Under wide-open skies, Jepson Prairie Preserve explodes into color during its spring wildflower display. Dry and dormant most of the year, the prairie is transformed by winter rains into a tapestry of stunning colors, and its vernal pools host a rich diversity of rare aquatic life.
Located ten miles south of Dixon, Jepson Prairie is the premier—and one of the few remaining—vernal pool habitats and native bunchgrass prairies in California. Purchased by the Nature Conservancy in 1980, the land was transferred to Solano Land Trust in 1997.
Today, vernal pools are rare. Before European settlement, bunchgrass prairies and vernal pools covered California’s vast Central Valley. In addition to Native American inhabitants, they supported large grazing animals and enormous clouds of migratory birds. As California’s population grew, and the majority of its 13 million acres of grasslands were converted to agriculture, the poor soils at Jepson made it more suitable for livestock grazing. Unlike other vernal pools that were filled and developed, the pools at Jepson still remain.
Vernal pools are temporary bodies of water formed when an impermeable layer of soil prevents ground water seepage and traps winter rain in shallow pools. Vernal pools host plants and animals during a brief lifecycle that ends when the pools evaporate and the land becomes arid. A vernal pool larger than an acre is called a playa lake. The largest of these lakes within the Jepson Prairie Preserve is the 93-acre Olcott Lake. This ephemeral lake supports numerous threatened and endangered species, including the Delta green ground beetle known only from the 10 square-mile area surrounding the preserve. Other endangered, threatened or rare species include vernal pool fairy shrimp, Conservancy fairy shrimp, vernal pool tadpole shrimp, and California tiger salamander. The preserve also provides critical habitat for 400 species of plants, including 15 rare and endangered species such as Bogg’s Lake hedge-hyssop, dwarf Downingia, Baker’s navarretia, Colusa grass, and Solano grass (a new species discovered in 1959, but not seen since the mid-1990s).
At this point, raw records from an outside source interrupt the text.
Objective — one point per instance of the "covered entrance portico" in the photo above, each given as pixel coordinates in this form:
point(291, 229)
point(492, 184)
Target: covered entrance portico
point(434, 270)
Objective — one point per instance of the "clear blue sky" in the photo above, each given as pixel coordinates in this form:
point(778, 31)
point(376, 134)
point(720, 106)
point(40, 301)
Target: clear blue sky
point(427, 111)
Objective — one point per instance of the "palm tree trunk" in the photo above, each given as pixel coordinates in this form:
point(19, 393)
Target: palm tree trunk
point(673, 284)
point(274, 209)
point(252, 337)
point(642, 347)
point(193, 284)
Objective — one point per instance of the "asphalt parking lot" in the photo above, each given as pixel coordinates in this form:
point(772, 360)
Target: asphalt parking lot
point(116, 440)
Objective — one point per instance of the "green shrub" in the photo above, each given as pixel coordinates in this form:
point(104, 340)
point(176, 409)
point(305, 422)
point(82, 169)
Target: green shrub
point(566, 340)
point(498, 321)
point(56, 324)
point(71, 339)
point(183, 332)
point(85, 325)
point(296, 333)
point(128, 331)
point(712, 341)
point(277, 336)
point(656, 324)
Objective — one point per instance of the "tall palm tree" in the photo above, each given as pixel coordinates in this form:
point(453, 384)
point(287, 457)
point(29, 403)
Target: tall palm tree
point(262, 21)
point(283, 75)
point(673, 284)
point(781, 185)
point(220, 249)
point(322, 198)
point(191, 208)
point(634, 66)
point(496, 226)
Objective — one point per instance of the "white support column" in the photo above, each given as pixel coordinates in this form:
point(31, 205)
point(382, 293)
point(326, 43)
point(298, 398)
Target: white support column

The vernal pool flora at Jepson were first described in 1892 by botanist Willis Linn Jepson, but it took another 80 years for scientists and conservationists to gain enough momentum for protection. In the mid-1970s a committee was formed to protect Olcott Lake and the surrounding prairie.
Two years after the Nature Conservancy purchased the 1,566-acre site, it was dedicated as the Willis Linn Jepson Prairie Preserve in 1982. In 1983, the University of California brought the preserve into the University’s Natural Reserve System. In 1987 the National Park Service designated Dixon Vernal Pools, of which Jepson is the centerpiece, a National Natural Landmark.
Solano Land Trust assumes primary responsibility for the management of the land with the goal to preserve, protect and enhance the habitat for native plants and animals. SLT works in partnership with the Nature Conservancy, University of California Natural Reserve System, Department of Fish and Wildlife, and our dedicated volunteer docents.
Bay Nature magazine also produced two videos during their public hike at Jepson Prairie in April 2011. Here are the videos featuring Jepson Prairie docents Russ Huddleston and Celia Zavatsky:
VISITING JEPSON PRAIRIE
You're welcome to visit the self-guided trail area at Jepson Prairie on your own any day of the year, and/or you can go on a guided tour in the spring.
Provided there is enough winter rain, the tour season begins in mid-March and ends in mid-May, with tours every Saturday and Sunday beginning at 10am and lasting approximately two hours. (Rain may cancel a particular day's tour.) The start date of the 2017 tour season hasn't been set yet, but it will likely be Sat. March 11 or Sat. March 18, 2017. On guided tours, knowledgeable docents share information about the beautiful flowers, and certified dipper docents show you some of the fascinating aquatic invertebrate that live in the vernal pools.
See our Events Calendar for scheduled tours.
Please: Stay on the trails. No dogs allowed.